Deutscher Minister Pistorius in Indien: Rüstungsgeschäfte mit Neu-Delhi
Verteidigungsminister Pistorius besucht Indien. Das gibt sich im Ukrainekonflikt neutral, doch der Westen wirbt um die Regionalmacht.
Pistorius’ erste Reise nach Süd- und Südostasien begann am vergangenen Freitag und endet am Donnerstag in Mumbai. Beim Treffen mit Rajnath Singh wird sich voraussichtlich viel um ein Abkommen zur Lieferung konventioneller U-Boote für die indische Marine drehen. Generell geht es um die Stärkung der Rolle beider Länder im Indopazifik sowie die künftige Verteidigungszusammenarbeit.
Die Bundesregierung hat sogenannte Indopazifik-Leitlinien erarbeitet, die ein stärkeres Engagement Deutschlands in der wirtschaftlich und strategisch wichtigen Region vorsehen. Während des Besuchs wird Pistorius voraussichtlich einige Start-up-Unternehmen aus dem Verteidigungsbereich auf einer Veranstaltung in Neu-Delhi treffen, hieß es in Medienberichten. Deutschland sucht Alternativen zu China, die Stichworte lauten Diversifizierung und De-Risking.
Am Mittwoch reist Pistorius in die Finanzmetropole Mumbai, besucht das Hauptquartier der Marine und die Werft Mazagon Dock Shipbuilders Limited. Seit dem Besuch von Bundeskanzler Olaf Scholz (SPD) in Neu-Delhi im vergangenen Februar wird über ein mögliches Joint Venture für die Produktion von U-Booten mit Deutschland spekuliert. Indien möchte seine schrumpfende Unterwasserflotte stärken.

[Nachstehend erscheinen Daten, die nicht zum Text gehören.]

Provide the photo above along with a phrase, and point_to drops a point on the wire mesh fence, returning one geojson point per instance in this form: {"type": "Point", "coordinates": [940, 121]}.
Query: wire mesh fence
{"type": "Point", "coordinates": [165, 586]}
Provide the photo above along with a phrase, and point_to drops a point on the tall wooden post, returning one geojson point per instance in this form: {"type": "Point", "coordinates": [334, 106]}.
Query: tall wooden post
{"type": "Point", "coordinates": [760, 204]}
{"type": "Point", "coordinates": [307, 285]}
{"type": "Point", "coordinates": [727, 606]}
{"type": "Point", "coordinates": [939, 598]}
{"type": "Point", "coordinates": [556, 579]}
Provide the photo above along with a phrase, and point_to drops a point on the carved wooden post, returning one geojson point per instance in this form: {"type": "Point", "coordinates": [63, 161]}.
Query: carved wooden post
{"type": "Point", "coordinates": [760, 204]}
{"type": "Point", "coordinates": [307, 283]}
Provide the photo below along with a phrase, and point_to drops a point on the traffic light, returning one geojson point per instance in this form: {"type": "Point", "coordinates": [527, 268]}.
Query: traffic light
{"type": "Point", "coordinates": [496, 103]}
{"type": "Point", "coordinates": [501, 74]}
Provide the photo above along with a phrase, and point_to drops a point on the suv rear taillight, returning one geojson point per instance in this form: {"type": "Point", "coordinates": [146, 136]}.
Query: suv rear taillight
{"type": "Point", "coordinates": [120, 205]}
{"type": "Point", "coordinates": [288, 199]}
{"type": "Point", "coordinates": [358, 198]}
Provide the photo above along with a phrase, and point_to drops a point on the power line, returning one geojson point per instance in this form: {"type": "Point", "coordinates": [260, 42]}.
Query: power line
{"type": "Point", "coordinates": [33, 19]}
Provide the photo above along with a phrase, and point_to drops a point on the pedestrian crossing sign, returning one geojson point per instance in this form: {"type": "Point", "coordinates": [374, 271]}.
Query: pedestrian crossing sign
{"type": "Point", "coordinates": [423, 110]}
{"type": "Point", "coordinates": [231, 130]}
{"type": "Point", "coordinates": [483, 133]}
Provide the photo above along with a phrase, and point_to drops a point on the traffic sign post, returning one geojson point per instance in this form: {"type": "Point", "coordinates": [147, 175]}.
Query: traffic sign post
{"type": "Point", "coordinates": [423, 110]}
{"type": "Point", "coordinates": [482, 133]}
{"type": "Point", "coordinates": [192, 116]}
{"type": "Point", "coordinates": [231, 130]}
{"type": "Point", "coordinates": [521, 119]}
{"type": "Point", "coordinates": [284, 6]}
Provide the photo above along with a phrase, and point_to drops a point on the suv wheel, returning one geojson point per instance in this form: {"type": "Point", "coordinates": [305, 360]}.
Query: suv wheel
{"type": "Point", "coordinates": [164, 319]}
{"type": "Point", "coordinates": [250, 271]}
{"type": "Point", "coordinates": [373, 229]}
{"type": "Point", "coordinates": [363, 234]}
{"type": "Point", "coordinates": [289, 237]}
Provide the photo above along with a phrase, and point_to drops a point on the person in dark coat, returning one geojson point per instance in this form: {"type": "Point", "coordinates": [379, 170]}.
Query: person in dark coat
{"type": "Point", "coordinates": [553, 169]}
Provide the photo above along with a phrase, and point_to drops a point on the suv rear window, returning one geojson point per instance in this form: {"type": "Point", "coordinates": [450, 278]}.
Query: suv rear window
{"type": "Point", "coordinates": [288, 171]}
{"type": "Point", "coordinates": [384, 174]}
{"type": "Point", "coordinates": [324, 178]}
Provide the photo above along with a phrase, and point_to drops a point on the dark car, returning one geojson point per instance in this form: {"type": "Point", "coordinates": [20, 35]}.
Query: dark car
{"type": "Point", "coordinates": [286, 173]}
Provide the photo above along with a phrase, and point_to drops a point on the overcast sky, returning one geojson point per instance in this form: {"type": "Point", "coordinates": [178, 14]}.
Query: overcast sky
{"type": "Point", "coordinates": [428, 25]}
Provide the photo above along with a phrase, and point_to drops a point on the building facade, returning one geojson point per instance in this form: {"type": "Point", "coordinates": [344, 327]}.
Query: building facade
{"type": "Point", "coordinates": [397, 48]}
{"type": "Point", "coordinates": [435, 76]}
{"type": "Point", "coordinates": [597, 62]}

Strategisch wichtiger Partner
Konkret geht es um den Kauf von sechs U-Booten im Wert von insgesamt 4,9 Milliarden Euro. Zu den verbliebenen zwei Bietern gehört auch das deutsche Unternehmen ThyssenKrupp Marine Systems. Kürzlich berichteten indische Medien, dass ThyssenKrupp im westindischen Pune ein neues Technologiezentrum mit den Schwerpunkten künstliche Intelligenz und Cloud-Computing eröffnet hat.
Mit Russland hatte Indien bereits ein Joint Venture, „Indo-Russia Rifles Private Limited“, für die Produktion von Kalaschnikow-Gewehren gegründet. Delhi zielt darauf ab, neue Produktionen ins eigene Land zu verlagern und Arbeitsplätze zu schaffen. Ein Sprecher des Bundesverteidigungsministeriums bestätigte am Montag in Berlin, dass die Zusammenarbeit in Rüstungsfragen mit Indien natürlich auch beim Besuch des Ministers auf der Tagesordnung stehe. Konkrete Abschlüsse seien aber nicht zu erwarten.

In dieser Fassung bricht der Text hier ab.